ロスジェネがなかったので...
... こんなのを買ってきました。8日、日曜日のことです。

晋遊舎ムック m9(エムキュー) Vol.1
4月26日発売だったんですね。全然気づいていませんでした。

◆【特別対談】小飼弾×赤木智弘/希望は「戦争」か、「テロ」か?弱者は団結するな! 散開しろ!! 

一方のロスジェネ

【対談】 僕らの希望は「戦争」か「連帯」か
    赤木智弘(ライター)×浅尾大輔(作家・本誌編集長)

とりあえずの代替と思ったけど、「戦争」と「テロ」、「連帯」と「散開」、比較するといいかもね。

で、m9の特集は、これ。

◆特集「激論」格差・ニート・ワーキングプア

そして、これを買ったのは8日、日曜日。そう、この日です。

通り魔:東京・秋葉原で7人死亡、10人重軽傷 トラックではね、次々刺す (AFP 2008年06月08日)

昔だって格差、貧困、彼女できない、はあっただろ、みんなそれぞれ解決はできなくとも折り合いをつけて生きてきたんじゃないの、甘えるんじゃないよ... と思うところなんですが、その後の報道や、ブログ記事や、そしてこのm9を見ていると、単純にそう考えていては何も解決しないなと思うようになってきている。いやもちろん許されることではないのはわかっているけれど、むしろ許せないと思う気持ちが強いのだけれど、それを「許せない」で終らせてはいけないという声が聞こえてくるのだ。

最後になりましたが、亡くなられた方のご冥福をお祈りします。亡くなられた方の命の重さは同じだということはわかってはいるのですが、被害者のご老人を介護しようとして背後から刺された武藤舞さんのことは特に心が痛みます。

■ 関連記事

にぶろぐ 2008-06-05 「快楽としての戦争、かあ」
にぶろぐ 2008-05-08 「格差に関して」
ダーサの一夢庵 2008-06-11 「もやもや」
about ・ぶん (ぶんさん) 2008-06-11「考えさせられた記事」
  -- 雨宮処凛さんの引用
その行動が正当化されるはずもないのは言うまでもないこと、だからこそ、「なぜ」を問うことが何よりも必要なのではと思います。
『それを「許せない」で終らせてはいけないという声』はここから聞こえてきたのか...

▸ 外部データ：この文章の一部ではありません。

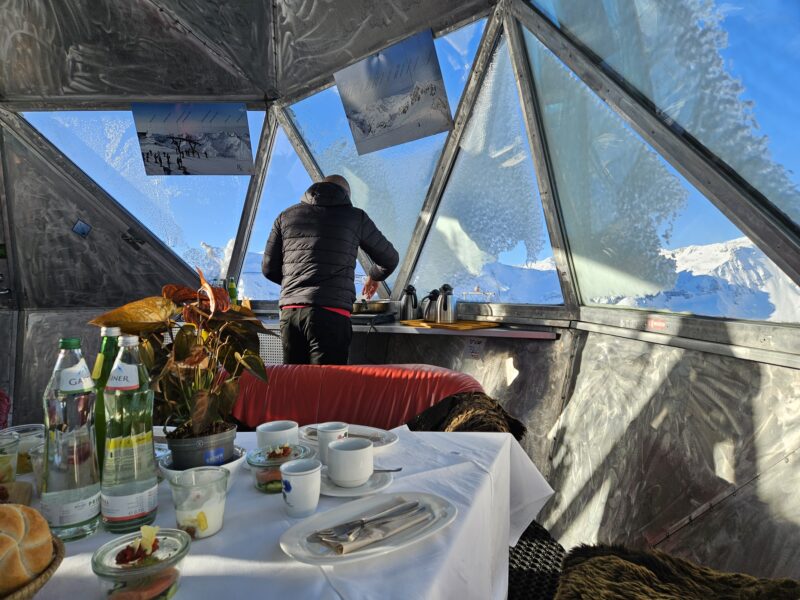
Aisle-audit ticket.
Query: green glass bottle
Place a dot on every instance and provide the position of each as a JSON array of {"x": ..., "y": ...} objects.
[{"x": 102, "y": 368}]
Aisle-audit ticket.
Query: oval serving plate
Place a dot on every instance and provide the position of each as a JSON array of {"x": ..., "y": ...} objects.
[
  {"x": 296, "y": 544},
  {"x": 380, "y": 437}
]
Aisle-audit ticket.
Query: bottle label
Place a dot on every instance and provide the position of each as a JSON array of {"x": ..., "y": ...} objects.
[
  {"x": 66, "y": 514},
  {"x": 76, "y": 379},
  {"x": 133, "y": 506},
  {"x": 123, "y": 377}
]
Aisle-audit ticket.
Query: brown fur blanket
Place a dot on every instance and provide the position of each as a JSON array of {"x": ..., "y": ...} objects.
[{"x": 614, "y": 572}]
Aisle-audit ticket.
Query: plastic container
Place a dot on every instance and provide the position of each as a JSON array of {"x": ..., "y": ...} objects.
[
  {"x": 266, "y": 470},
  {"x": 150, "y": 581}
]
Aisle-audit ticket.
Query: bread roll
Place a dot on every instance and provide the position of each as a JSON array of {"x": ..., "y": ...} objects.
[{"x": 26, "y": 546}]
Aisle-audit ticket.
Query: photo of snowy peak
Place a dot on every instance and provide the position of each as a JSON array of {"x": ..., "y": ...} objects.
[
  {"x": 193, "y": 139},
  {"x": 395, "y": 96}
]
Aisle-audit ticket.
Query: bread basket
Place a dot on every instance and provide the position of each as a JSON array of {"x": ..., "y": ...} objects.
[{"x": 30, "y": 590}]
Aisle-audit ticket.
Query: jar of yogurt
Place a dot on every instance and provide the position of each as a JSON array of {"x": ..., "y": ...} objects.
[{"x": 199, "y": 497}]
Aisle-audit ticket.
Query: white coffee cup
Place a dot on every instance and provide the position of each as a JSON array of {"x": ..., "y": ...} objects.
[
  {"x": 350, "y": 462},
  {"x": 301, "y": 484},
  {"x": 327, "y": 433},
  {"x": 276, "y": 433}
]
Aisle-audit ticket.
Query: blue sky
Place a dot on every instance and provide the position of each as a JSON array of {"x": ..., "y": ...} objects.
[{"x": 763, "y": 51}]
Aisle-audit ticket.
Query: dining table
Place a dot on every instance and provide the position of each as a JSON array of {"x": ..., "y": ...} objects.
[{"x": 495, "y": 488}]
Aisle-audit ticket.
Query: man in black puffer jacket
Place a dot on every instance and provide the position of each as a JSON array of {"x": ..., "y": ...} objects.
[{"x": 311, "y": 253}]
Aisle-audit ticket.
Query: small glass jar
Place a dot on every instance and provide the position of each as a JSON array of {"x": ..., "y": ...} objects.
[
  {"x": 265, "y": 464},
  {"x": 157, "y": 577},
  {"x": 30, "y": 436}
]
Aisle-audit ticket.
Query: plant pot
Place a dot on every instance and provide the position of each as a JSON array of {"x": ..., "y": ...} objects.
[{"x": 214, "y": 449}]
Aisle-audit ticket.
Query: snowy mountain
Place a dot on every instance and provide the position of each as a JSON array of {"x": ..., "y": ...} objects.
[{"x": 730, "y": 279}]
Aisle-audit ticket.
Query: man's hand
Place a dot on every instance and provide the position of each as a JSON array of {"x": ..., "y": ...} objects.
[{"x": 369, "y": 289}]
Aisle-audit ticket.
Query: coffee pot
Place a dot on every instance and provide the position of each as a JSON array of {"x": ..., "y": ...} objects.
[
  {"x": 408, "y": 304},
  {"x": 428, "y": 306},
  {"x": 446, "y": 305}
]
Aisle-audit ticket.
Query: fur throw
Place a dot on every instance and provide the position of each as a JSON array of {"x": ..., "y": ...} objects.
[{"x": 615, "y": 572}]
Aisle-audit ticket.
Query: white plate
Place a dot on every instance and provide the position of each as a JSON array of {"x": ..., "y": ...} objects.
[
  {"x": 294, "y": 540},
  {"x": 380, "y": 437},
  {"x": 376, "y": 483}
]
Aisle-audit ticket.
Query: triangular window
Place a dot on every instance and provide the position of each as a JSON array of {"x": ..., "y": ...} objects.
[
  {"x": 489, "y": 239},
  {"x": 196, "y": 216},
  {"x": 390, "y": 184},
  {"x": 640, "y": 235}
]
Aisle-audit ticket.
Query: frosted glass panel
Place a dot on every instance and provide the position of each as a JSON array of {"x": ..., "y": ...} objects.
[
  {"x": 286, "y": 182},
  {"x": 640, "y": 234},
  {"x": 390, "y": 184},
  {"x": 725, "y": 70},
  {"x": 488, "y": 239},
  {"x": 196, "y": 216}
]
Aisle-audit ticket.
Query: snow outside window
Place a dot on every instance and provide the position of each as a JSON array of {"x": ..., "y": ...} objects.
[
  {"x": 391, "y": 184},
  {"x": 195, "y": 216},
  {"x": 642, "y": 236},
  {"x": 489, "y": 239},
  {"x": 725, "y": 70}
]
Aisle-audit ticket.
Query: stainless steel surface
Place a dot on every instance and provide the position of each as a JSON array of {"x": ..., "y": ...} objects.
[
  {"x": 746, "y": 208},
  {"x": 448, "y": 156},
  {"x": 548, "y": 193},
  {"x": 253, "y": 196},
  {"x": 446, "y": 305}
]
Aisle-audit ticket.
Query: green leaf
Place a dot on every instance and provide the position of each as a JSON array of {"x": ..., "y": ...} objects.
[{"x": 253, "y": 363}]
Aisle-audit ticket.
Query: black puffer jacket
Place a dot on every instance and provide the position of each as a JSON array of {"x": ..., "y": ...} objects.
[{"x": 312, "y": 249}]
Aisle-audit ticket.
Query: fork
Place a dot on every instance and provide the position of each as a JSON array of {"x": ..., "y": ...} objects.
[
  {"x": 356, "y": 530},
  {"x": 343, "y": 528}
]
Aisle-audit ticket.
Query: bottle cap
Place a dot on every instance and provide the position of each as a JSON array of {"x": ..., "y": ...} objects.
[
  {"x": 69, "y": 343},
  {"x": 129, "y": 340}
]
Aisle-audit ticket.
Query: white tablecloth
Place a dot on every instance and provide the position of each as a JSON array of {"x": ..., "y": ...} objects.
[{"x": 487, "y": 476}]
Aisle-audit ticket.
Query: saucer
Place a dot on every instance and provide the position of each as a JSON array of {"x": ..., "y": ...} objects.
[{"x": 376, "y": 483}]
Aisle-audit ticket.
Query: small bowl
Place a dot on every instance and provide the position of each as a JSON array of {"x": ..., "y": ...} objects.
[
  {"x": 267, "y": 471},
  {"x": 232, "y": 466},
  {"x": 150, "y": 580}
]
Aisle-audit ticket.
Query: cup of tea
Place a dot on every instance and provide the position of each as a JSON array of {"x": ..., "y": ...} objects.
[
  {"x": 327, "y": 433},
  {"x": 301, "y": 481},
  {"x": 350, "y": 462},
  {"x": 276, "y": 433}
]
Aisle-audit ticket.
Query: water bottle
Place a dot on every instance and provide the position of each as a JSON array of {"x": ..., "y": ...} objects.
[
  {"x": 102, "y": 368},
  {"x": 71, "y": 482},
  {"x": 129, "y": 496}
]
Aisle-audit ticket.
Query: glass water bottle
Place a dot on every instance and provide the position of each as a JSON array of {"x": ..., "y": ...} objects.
[
  {"x": 71, "y": 487},
  {"x": 130, "y": 488}
]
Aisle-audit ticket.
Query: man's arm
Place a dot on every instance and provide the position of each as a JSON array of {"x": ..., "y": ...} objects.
[
  {"x": 380, "y": 250},
  {"x": 272, "y": 264}
]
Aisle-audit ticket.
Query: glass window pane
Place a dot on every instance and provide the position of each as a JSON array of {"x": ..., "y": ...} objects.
[
  {"x": 722, "y": 69},
  {"x": 640, "y": 234},
  {"x": 286, "y": 182},
  {"x": 390, "y": 184},
  {"x": 196, "y": 216},
  {"x": 489, "y": 239}
]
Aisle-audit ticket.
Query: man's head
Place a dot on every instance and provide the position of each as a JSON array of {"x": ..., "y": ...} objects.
[{"x": 338, "y": 180}]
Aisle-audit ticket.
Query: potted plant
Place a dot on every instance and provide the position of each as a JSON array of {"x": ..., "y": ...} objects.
[{"x": 194, "y": 365}]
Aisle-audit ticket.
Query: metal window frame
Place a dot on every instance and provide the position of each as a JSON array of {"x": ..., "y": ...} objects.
[
  {"x": 315, "y": 172},
  {"x": 447, "y": 159},
  {"x": 545, "y": 177},
  {"x": 749, "y": 210},
  {"x": 253, "y": 196}
]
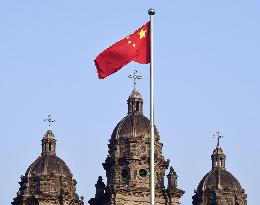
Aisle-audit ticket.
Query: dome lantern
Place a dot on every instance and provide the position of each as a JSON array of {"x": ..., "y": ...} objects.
[
  {"x": 49, "y": 144},
  {"x": 135, "y": 103}
]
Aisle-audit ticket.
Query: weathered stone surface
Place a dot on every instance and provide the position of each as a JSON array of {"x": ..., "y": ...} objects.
[
  {"x": 127, "y": 164},
  {"x": 219, "y": 187},
  {"x": 48, "y": 180}
]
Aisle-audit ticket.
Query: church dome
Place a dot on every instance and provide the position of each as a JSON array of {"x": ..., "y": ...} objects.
[
  {"x": 48, "y": 165},
  {"x": 227, "y": 181},
  {"x": 219, "y": 186},
  {"x": 48, "y": 180},
  {"x": 135, "y": 121}
]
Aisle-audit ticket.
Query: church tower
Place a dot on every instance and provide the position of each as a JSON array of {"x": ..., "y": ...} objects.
[
  {"x": 127, "y": 164},
  {"x": 48, "y": 180},
  {"x": 219, "y": 187}
]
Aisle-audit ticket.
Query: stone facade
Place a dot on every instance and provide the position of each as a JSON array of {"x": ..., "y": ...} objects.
[
  {"x": 219, "y": 187},
  {"x": 127, "y": 164},
  {"x": 48, "y": 180}
]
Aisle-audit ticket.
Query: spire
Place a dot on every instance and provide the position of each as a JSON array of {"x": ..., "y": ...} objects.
[
  {"x": 100, "y": 188},
  {"x": 172, "y": 179},
  {"x": 218, "y": 157},
  {"x": 135, "y": 100},
  {"x": 49, "y": 144},
  {"x": 135, "y": 103}
]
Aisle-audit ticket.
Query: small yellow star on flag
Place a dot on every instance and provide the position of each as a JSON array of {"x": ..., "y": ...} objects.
[{"x": 142, "y": 33}]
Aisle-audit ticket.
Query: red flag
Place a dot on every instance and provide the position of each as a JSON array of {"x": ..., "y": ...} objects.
[{"x": 135, "y": 47}]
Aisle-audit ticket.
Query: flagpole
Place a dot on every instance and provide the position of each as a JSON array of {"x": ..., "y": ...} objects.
[{"x": 151, "y": 12}]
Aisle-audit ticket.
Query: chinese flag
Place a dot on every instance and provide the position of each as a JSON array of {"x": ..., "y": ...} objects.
[{"x": 135, "y": 47}]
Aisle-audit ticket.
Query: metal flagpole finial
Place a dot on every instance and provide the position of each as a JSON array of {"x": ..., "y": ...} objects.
[
  {"x": 218, "y": 136},
  {"x": 49, "y": 120},
  {"x": 151, "y": 11},
  {"x": 135, "y": 77}
]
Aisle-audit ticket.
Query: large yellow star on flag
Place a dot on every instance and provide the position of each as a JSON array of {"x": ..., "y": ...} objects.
[{"x": 142, "y": 33}]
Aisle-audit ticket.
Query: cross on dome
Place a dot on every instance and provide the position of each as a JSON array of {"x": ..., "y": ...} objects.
[
  {"x": 218, "y": 136},
  {"x": 135, "y": 77},
  {"x": 49, "y": 120}
]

内田樹の研究室 2008年06月11日 格差社会論(再録)
404 Blog Not Found (小飼弾さん) 2008年06月11日 「フェア(Fair)って何(のため)?」
何かごにょごにょ言ってます 2008-06-10 【秋葉原無差別殺傷】人間までカンバン方式
  -- 「折り合いをつけて生きてきたんじゃないの」と書いたけど、人とのつながりがあったからできたということかもしれない。
CLick for Anti War (九郎政宗さん) 2008-06-11 「すべての虚構の、現実に対する敗北」
  -- 結果として2ちゃんねるは、今回の事件を止められなかった。俺はそのことを情けなく思う。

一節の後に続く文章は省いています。